La réversibilité des opérations et l’importance de la notion de « groupe » pour la psychologie de la pensée. Onzième congrès international de psychologie, Paris, 25-31 juillet 1937 : rapports et comptes rendus (1938) a 🔗
Le monde de la perception est irréversible : l’univers extérieur est soumis aux changements temporels et l’univers intérieur à la durée psychologique et au « courant de conscience ».
Au contraire, la pensée rationnelle est réversible, et cela en trois sens complémentaires : 1° Du point de vue du fonctionnement psychologique, je peux, par la pensée, revenir au point de départ de toute suite de raisonnements, soit pour les refaire, soit pour les annuler en cas d’erreur et repartir à nouveaux frais : la nature conditionnelle de l’« hypothèse » marque cette possibilité de retour ; 2° Du point de vue du contenu, la pensée rationnelle introduit de la permanence dans l’univers : principes de conservation, etc., dont les « invariants » résultent de l’établissement de « groupes » ; 3° Du point de vue de la forme logique, tout système d’opérations entraîne l’existence d’opérations « inverses » susceptibles de rendre toute construction réversible à l’addition, par exemple, correspond la soustraction, etc.
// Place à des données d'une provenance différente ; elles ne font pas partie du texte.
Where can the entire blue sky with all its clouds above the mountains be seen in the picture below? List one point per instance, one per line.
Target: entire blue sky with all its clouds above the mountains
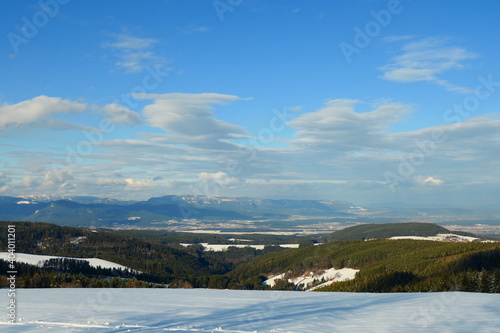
(362, 101)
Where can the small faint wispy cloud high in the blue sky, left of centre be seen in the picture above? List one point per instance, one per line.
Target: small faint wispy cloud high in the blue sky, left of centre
(134, 53)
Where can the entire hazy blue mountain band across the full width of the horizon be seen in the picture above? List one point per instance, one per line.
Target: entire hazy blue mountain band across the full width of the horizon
(177, 209)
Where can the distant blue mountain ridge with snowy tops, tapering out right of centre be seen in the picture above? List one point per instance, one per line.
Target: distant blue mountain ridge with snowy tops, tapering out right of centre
(94, 211)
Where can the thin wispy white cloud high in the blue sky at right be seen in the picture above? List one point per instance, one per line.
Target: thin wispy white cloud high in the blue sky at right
(427, 60)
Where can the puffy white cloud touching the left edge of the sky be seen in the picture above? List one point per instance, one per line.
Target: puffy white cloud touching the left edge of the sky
(39, 111)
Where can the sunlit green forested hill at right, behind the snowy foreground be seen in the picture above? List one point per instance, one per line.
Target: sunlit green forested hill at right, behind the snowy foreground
(389, 265)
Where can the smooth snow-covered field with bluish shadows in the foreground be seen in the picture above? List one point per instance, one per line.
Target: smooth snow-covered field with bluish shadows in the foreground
(200, 310)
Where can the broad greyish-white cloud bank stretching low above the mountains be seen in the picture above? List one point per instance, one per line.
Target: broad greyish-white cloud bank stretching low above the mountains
(338, 153)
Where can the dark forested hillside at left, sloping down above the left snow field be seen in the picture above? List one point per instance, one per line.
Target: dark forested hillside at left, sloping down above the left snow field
(162, 262)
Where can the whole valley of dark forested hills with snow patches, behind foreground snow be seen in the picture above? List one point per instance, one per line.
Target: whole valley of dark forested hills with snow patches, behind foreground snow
(391, 257)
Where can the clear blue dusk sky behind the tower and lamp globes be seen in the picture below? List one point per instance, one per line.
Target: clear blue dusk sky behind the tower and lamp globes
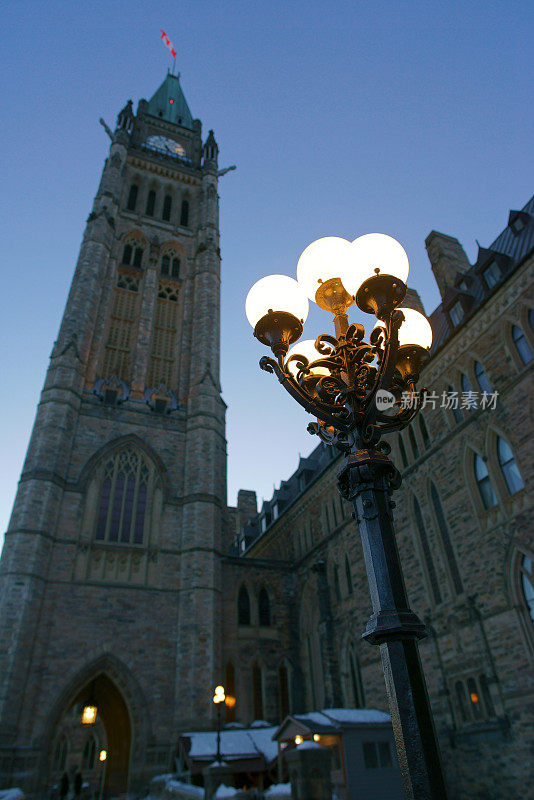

Quant à la pensée de l’enfant, elle est d’autant moins réversible que l’enfant est plus jeune : 1° Du point de vue du fonctionnement psychologique de la pensée, les petits enfants ne parviennent que difficilement à rebrousser chemin, même lorsqu’ils reconnaissent une erreur. Ainsi, après avoir classé faussement des images à mettre en ordre et imaginé un récit correspondant à ce faux classement, 84 % des enfants de six ans ont reproduit le même récit en présence du classement correct (à 8 ans, par contre, 15 % seulement des récits sont inchangés). D’une manière générale, le petit enfant ne sait pas faire d’hypothèse : il y a d’emblée croyance, d’où les difficultés de retour au point de départ ; 2° Du point de vue du contenu, il n’y a conservation ni des quantités continues, ni des ensembles, ni même de la matière ou du poids lors de changements de forme des objets, etc. ; 3° Du point de vue de la forme logique, le raisonnement propre à la petite enfance, ou « transduction », s’explique précisément par l’irréversibilité des opérations, tant dans le domaine de la logique des classes (inclusions, additions logiques, etc.) que dans celui de la logique des relations.
Il semble donc permis de conclure que le critère de l’arrivée à la pensée rationnelle est la réversibilité des opérations ou, plus précisément, la possibilité de constituer des « groupes » au moyen des opérations employées. Du point de vue logique, tout système formel (opérations arithmétiques, géométriques, logique des classes 1, des relations, etc.) est, en effet, susceptible de constituer un « groupe ». Au point de vue psychologique, les quatre caractères du « groupe » ont la signification suivante : la « composition » est la possibilité de construire, l’« associativité » celle d’atteindre le même résultat par des chemins différents, les opérations « inverses » attestent de la réversibilité, et l’« identique » la stabilité du système. C’est ainsi que tout raisonnement à la fois fécond et rigoureux peut être qualifié de construction réversible : il est fécond s’il y a construction et rigoureux s’il y a réversibilité.